Reuters notes how the Bush administration continues to back abstinence based education despite evidence it does not work:
Programs teaching U.S. schoolchildren to abstain from sex have not cut teen pregnancies or sexually transmitted diseases or delayed the age at which sex begins, health groups told Congress on Wednesday.
The Bush administration, however, voiced continuing support for such programs during a hearing before a House of Representatives panel even as many Democrats called for cutting off federal money for so-called abstinence-only instruction.
“Vast sums of federal monies continue to be directed toward these programs. And, in fact, there is evidence to suggest that some of these programs are even harmful and have negative consequences by not providing adequate information for those teens who do become sexually active,” Dr. Margaret Blythe of the American Academy of Pediatrics told the committee.
These programs, backed by many social conservatives who oppose the teaching of contraception methods to teenagers in schools, have received about $1.3 billion in federal funds since the late 1990s.
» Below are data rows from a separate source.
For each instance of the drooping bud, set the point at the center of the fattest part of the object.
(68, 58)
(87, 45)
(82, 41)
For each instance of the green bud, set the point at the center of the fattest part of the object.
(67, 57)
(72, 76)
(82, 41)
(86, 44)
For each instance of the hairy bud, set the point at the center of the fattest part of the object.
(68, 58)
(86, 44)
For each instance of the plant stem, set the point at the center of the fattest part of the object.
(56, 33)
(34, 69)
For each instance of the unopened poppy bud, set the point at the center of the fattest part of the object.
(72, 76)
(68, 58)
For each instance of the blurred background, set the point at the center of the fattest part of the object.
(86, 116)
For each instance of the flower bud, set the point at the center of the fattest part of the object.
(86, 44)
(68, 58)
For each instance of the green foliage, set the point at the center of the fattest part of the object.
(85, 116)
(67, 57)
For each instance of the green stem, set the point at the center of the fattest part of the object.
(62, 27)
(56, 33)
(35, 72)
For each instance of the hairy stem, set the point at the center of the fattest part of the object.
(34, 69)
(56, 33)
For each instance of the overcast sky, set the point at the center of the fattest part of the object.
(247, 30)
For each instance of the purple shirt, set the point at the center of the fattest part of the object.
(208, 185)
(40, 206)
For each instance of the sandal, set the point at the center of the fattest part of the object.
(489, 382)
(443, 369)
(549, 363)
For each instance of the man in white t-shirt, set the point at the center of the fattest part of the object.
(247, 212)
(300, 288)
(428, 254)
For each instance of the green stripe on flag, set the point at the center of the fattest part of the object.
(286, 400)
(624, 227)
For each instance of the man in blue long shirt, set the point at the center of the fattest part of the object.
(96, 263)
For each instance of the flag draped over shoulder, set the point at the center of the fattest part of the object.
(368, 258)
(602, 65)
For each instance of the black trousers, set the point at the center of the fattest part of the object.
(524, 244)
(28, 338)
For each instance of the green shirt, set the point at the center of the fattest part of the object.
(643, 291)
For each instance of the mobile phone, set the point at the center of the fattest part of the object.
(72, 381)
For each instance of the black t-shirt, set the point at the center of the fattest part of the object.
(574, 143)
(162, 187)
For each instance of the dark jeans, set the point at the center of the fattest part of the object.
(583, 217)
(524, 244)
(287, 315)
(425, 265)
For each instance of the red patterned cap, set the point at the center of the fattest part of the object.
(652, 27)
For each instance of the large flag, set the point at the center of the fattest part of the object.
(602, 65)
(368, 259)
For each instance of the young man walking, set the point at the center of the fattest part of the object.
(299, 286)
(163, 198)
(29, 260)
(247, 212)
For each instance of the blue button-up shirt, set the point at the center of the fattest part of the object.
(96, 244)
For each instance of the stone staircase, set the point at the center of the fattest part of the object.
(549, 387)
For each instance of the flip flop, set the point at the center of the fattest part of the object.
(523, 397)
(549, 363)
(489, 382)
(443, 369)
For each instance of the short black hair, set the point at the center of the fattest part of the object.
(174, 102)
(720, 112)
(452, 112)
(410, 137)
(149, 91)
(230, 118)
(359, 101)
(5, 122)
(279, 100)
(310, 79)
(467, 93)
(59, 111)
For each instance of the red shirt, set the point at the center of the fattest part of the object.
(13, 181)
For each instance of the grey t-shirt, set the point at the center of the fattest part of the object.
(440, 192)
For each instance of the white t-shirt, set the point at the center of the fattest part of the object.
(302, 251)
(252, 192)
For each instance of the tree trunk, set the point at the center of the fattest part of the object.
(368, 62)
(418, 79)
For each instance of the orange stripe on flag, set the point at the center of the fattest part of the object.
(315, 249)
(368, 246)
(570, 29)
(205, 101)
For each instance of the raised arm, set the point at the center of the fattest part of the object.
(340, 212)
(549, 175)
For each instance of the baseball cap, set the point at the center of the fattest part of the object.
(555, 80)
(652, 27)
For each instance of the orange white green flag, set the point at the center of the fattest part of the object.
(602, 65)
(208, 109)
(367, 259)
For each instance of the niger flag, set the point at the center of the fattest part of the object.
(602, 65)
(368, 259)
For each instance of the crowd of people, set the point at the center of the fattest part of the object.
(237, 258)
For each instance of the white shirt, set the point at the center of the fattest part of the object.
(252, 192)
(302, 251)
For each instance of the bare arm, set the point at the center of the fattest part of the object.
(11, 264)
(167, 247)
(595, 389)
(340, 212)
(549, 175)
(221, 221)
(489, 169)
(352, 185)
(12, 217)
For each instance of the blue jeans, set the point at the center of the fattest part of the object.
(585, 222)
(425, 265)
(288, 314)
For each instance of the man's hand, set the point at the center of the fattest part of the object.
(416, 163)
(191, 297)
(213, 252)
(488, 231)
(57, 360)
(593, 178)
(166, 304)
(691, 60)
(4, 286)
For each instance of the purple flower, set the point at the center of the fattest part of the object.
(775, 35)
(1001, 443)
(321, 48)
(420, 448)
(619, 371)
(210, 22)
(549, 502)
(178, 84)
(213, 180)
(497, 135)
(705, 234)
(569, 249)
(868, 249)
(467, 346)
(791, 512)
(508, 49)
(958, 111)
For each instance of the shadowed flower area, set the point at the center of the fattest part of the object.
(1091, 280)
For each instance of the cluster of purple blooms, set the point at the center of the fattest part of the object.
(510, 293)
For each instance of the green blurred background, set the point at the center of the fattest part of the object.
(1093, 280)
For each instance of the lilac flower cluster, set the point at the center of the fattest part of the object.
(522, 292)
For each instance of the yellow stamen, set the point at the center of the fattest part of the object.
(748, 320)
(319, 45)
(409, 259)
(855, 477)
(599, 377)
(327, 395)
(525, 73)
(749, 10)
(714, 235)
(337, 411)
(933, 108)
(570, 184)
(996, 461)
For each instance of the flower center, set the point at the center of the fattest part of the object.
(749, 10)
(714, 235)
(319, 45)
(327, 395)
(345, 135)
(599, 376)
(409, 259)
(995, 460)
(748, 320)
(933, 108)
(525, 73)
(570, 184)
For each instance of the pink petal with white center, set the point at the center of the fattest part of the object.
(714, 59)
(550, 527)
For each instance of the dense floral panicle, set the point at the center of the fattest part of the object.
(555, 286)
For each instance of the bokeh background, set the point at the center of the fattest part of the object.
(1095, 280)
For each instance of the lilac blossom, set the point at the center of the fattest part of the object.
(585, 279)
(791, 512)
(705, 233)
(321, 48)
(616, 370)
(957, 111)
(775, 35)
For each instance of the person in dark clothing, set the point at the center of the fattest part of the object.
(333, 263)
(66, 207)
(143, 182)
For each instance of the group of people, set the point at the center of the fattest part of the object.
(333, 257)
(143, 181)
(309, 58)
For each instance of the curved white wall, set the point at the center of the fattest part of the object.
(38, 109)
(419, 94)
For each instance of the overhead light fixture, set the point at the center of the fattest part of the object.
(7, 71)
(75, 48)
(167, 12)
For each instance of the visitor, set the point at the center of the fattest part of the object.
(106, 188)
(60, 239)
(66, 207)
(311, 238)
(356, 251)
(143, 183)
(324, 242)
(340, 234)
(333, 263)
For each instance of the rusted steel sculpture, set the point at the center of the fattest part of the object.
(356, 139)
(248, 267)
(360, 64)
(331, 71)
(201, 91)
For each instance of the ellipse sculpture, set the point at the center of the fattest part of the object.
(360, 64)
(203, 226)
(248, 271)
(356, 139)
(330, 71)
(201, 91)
Currently, 17 of the 50 U.S. states refuse to accept federal funds for such programs.
Experts from the American Public Health Association and U.S. Institute of Medicine testified that scientific studies have not found that abstinence-only teaching works to cut pregnancies, sexually transmitted diseases or the age when sexual activity begins.
The American Psychological Association and American College of Obstetricians and Gynecologists also issued statements to the House Committee on Oversight and Government Reform criticizing the abstinence-only programs.
Comprehensive sex education programs should emphasize abstinence as the best way for a teenager to avoid pregnancy or a sexually transmitted disease (STD), Blythe said.
“Those adolescents who choose to abstain from sexual intercourse should obviously be encouraged and supported in their decisions by their families, peers and communities. But abstinence should not be the only strategy that is discussed,” Blythe said.